Is it generally true that fine-tuning would require a bit more memory than generation?
It totally makes sense that there is not a single answer as this heavily depends on the model/input, etc. I am just wondering if there is some way to have a rough idea of how much GPU memory is required before I even try the model in terms of fine-tuning? Which would be really helpful as there are so many LLM models out there and knowing which GPU/server I need for this model can help me estimate the cost beforehand.

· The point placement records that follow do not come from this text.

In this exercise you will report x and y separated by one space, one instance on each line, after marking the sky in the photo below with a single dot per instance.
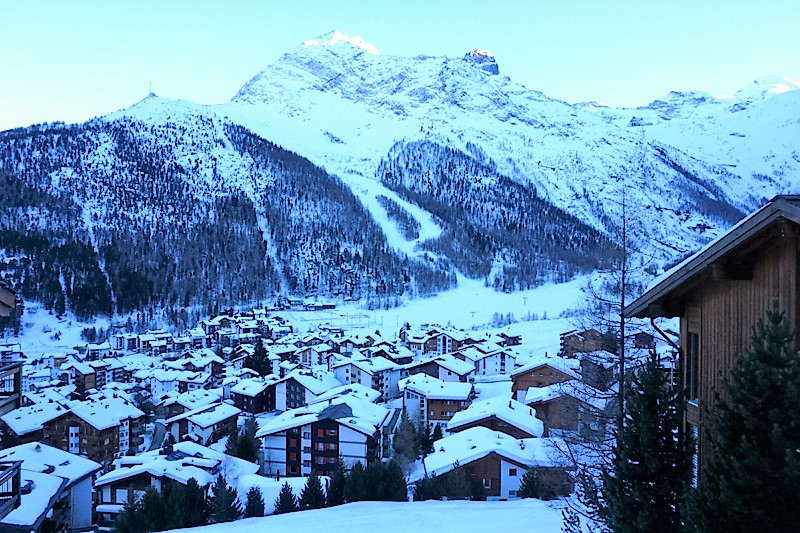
74 60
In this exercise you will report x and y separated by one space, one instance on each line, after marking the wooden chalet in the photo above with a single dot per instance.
721 292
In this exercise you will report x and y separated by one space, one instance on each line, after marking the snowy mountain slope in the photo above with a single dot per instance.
345 108
186 210
164 179
751 134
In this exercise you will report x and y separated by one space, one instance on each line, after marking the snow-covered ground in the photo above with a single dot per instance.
531 516
470 306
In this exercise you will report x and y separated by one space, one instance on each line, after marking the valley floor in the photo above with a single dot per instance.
531 516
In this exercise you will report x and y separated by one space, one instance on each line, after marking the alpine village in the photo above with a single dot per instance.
455 296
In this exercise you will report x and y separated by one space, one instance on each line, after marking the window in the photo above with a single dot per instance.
692 366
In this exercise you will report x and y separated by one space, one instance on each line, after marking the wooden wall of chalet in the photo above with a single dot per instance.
723 311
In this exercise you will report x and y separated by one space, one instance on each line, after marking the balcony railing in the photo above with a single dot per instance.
10 481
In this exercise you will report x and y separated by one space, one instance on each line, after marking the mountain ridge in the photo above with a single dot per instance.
354 115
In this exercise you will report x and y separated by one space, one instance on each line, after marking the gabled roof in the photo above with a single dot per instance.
478 442
511 412
747 232
433 388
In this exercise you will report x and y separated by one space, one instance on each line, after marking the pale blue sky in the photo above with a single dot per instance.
72 60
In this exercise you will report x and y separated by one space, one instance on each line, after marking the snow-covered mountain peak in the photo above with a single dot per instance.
484 59
335 37
767 86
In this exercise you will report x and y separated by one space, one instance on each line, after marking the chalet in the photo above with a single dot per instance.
205 424
125 342
314 354
314 437
489 359
28 423
427 399
175 404
499 414
254 395
300 387
186 460
56 490
8 299
575 341
378 373
599 369
498 461
544 372
571 409
10 386
443 367
720 293
189 381
97 429
97 351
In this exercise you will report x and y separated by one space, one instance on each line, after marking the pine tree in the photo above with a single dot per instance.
337 485
131 519
286 501
247 445
752 481
652 467
356 484
455 484
394 486
425 439
436 434
427 488
152 510
312 495
225 506
374 481
196 511
404 442
259 361
255 503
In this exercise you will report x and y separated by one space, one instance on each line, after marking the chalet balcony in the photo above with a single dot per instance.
693 412
10 484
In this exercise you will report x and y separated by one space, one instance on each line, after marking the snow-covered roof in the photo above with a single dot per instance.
252 387
106 413
577 389
454 364
570 367
509 411
199 398
318 383
354 389
357 413
433 388
208 415
188 460
38 457
34 504
33 418
376 364
476 443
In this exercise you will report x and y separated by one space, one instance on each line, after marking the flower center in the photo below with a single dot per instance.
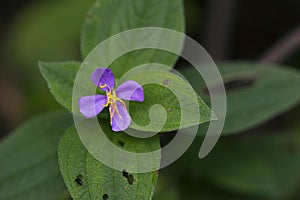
112 100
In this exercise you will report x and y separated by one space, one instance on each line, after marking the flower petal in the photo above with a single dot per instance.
102 76
91 106
120 121
130 90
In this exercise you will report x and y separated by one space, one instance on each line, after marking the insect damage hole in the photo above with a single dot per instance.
129 177
233 84
121 143
105 196
79 180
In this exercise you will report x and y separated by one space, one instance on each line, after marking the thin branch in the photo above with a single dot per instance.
283 48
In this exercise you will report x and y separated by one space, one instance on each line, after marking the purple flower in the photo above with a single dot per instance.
91 106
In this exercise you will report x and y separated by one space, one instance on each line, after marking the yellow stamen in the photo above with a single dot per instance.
112 100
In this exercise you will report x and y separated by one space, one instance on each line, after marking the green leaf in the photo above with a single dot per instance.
28 157
60 78
96 179
105 19
255 92
180 107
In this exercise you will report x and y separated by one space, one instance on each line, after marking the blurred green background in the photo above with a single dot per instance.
261 163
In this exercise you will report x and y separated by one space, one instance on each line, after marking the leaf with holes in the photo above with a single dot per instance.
87 178
131 14
255 92
28 157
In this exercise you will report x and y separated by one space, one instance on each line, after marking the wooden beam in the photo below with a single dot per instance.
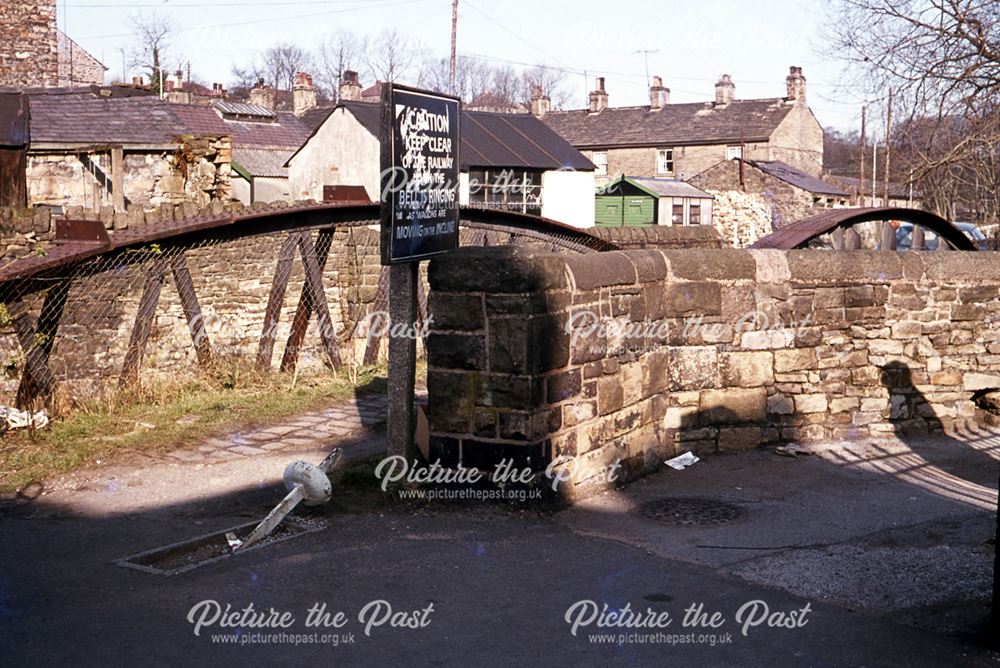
300 323
282 272
118 177
36 343
192 309
837 237
381 305
143 321
314 282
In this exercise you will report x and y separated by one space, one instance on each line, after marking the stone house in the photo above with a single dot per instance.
643 201
35 53
76 66
97 150
900 194
262 141
680 140
754 197
508 161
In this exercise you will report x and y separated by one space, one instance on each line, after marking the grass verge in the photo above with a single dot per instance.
168 416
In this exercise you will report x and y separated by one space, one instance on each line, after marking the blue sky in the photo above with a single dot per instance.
693 42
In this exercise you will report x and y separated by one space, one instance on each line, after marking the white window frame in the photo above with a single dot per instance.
600 161
664 161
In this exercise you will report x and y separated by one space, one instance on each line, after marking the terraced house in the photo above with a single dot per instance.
681 140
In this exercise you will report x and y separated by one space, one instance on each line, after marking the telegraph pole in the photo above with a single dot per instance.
645 54
864 141
454 43
888 144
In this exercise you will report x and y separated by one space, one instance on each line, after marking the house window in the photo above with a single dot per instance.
506 189
677 217
600 161
665 161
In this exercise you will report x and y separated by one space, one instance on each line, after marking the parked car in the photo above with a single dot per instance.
904 236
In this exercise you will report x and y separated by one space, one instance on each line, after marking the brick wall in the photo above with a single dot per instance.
197 171
29 54
76 66
701 350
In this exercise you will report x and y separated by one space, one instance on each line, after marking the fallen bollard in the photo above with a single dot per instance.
307 483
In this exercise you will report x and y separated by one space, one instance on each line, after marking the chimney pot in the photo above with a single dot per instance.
541 104
659 96
796 85
725 90
599 97
350 88
303 94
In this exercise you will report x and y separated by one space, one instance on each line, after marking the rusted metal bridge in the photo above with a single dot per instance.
84 250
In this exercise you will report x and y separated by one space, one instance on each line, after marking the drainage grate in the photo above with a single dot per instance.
180 557
690 511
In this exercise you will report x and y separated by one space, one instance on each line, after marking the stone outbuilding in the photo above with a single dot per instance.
755 197
642 201
667 140
263 141
512 162
96 149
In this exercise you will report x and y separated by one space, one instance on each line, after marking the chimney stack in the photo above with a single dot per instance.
659 96
725 90
350 89
598 97
541 104
303 94
262 95
796 84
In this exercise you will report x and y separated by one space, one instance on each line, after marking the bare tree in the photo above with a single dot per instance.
152 33
942 60
392 56
472 77
280 63
552 81
337 53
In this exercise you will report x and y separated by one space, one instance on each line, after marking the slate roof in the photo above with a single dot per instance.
13 120
896 190
497 140
671 125
797 177
668 187
90 119
263 162
279 130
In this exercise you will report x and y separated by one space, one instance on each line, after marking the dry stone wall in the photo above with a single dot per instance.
29 52
617 361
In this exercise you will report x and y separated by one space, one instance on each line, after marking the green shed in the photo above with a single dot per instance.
632 200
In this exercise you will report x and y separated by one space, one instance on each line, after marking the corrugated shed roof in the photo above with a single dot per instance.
243 109
315 117
797 177
669 187
263 162
671 125
896 190
88 119
497 140
13 120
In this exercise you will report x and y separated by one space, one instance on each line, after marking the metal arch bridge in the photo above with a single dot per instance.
84 248
836 221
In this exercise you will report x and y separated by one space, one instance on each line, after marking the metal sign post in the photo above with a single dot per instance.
420 135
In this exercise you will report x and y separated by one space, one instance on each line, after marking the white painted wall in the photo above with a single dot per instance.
568 197
342 152
241 189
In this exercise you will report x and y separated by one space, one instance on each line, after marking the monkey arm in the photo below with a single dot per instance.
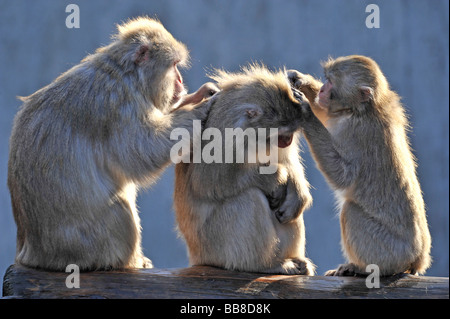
339 170
143 150
310 87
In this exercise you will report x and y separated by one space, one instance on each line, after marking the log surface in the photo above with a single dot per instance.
212 283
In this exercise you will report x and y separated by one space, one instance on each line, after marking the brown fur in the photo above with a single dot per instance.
82 146
232 216
365 155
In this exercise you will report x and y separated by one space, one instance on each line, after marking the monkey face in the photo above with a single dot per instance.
325 94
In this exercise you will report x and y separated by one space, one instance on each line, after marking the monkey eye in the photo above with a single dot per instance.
297 94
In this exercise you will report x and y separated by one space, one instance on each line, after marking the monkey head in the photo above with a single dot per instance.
256 98
151 57
354 84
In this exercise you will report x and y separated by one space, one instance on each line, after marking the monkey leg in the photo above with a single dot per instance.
367 240
241 235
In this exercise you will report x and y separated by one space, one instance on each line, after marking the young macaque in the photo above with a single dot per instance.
81 146
230 214
365 155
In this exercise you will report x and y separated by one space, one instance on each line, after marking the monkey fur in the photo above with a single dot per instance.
365 155
82 146
229 214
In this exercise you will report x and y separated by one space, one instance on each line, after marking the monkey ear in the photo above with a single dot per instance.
252 111
366 93
141 54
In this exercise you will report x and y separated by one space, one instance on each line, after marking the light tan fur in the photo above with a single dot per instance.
230 214
82 146
365 155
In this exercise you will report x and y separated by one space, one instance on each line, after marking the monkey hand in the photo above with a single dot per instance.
291 207
189 101
299 80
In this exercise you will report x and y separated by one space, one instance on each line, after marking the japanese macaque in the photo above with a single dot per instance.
81 146
230 214
364 154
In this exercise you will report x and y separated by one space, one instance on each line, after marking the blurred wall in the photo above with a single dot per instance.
411 47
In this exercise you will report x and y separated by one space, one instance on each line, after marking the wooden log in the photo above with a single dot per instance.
211 283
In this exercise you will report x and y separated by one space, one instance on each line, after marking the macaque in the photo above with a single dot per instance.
230 214
82 146
365 155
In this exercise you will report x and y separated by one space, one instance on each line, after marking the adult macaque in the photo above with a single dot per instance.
230 214
81 146
364 154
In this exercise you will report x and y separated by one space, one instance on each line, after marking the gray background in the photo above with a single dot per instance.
411 47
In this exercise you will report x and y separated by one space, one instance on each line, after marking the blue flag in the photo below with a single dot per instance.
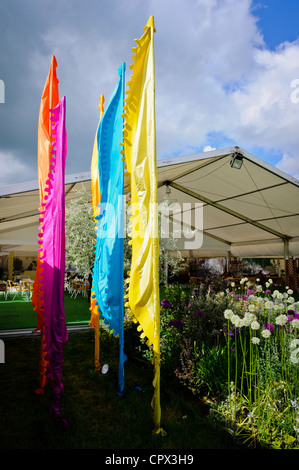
108 273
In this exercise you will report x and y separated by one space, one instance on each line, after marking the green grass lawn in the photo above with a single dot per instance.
97 417
19 313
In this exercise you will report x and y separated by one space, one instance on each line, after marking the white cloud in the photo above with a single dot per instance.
289 164
214 75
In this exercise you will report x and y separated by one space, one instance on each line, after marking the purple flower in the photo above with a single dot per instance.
199 314
269 327
165 304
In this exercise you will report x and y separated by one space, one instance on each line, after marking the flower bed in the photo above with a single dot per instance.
239 351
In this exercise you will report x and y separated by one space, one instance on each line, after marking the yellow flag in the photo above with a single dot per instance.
140 157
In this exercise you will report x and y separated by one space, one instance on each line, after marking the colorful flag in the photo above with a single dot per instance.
48 294
140 155
96 199
108 272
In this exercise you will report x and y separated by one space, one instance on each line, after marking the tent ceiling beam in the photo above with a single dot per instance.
210 235
227 210
199 167
253 192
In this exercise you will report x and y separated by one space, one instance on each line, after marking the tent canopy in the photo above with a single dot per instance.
250 212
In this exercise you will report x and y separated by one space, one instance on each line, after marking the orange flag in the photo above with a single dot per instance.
49 100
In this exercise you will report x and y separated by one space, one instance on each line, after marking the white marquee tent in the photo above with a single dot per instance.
248 212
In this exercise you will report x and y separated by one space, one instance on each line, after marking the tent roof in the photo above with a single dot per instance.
251 212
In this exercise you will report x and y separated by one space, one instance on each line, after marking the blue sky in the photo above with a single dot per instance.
224 75
278 20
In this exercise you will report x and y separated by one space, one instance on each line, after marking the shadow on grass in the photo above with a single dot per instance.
97 417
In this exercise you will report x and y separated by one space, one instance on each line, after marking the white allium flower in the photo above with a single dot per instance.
281 320
251 298
255 325
255 340
249 317
266 333
228 314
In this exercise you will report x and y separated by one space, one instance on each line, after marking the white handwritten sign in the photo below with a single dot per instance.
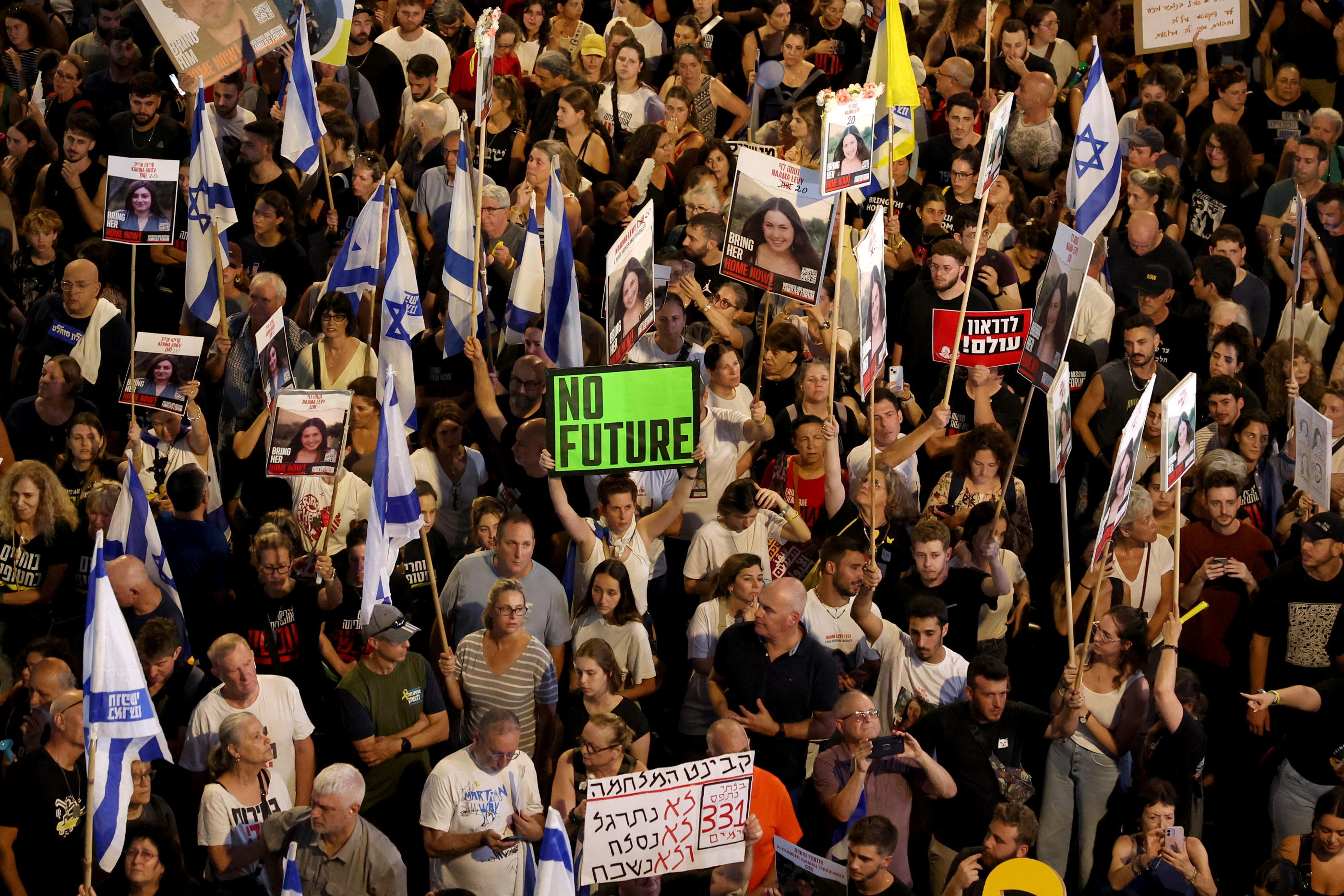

srowen commented 1 year ago

Pre-training is not recommended. This is the kind of thing that can cost a million bucks. Fine-tuning could be fine. I'm saying the task is the same, so hardware considerations are the same.

Fine-tuning is just fairly different. It will in general need more memory. It also offers more possibilities to trade off mem for speed as you can afford latency. See: deepspeed

The answer depends on the model, your input, and how you train. the answer is quite different for 3B vs 12B here, even. I would tell you, as above and in the README, that A100s are ideal for training (40GB). Anything else will require tradeoffs to work that will cost more and take a lot longer. This is for fine-tuning. For 12B, you could expect to spend thousands of dollars, probably, if that helps. Not $100 and not $10000, probably.

Hegelim commented 1 year ago

Thank you so much for your reply. I will close this thread now.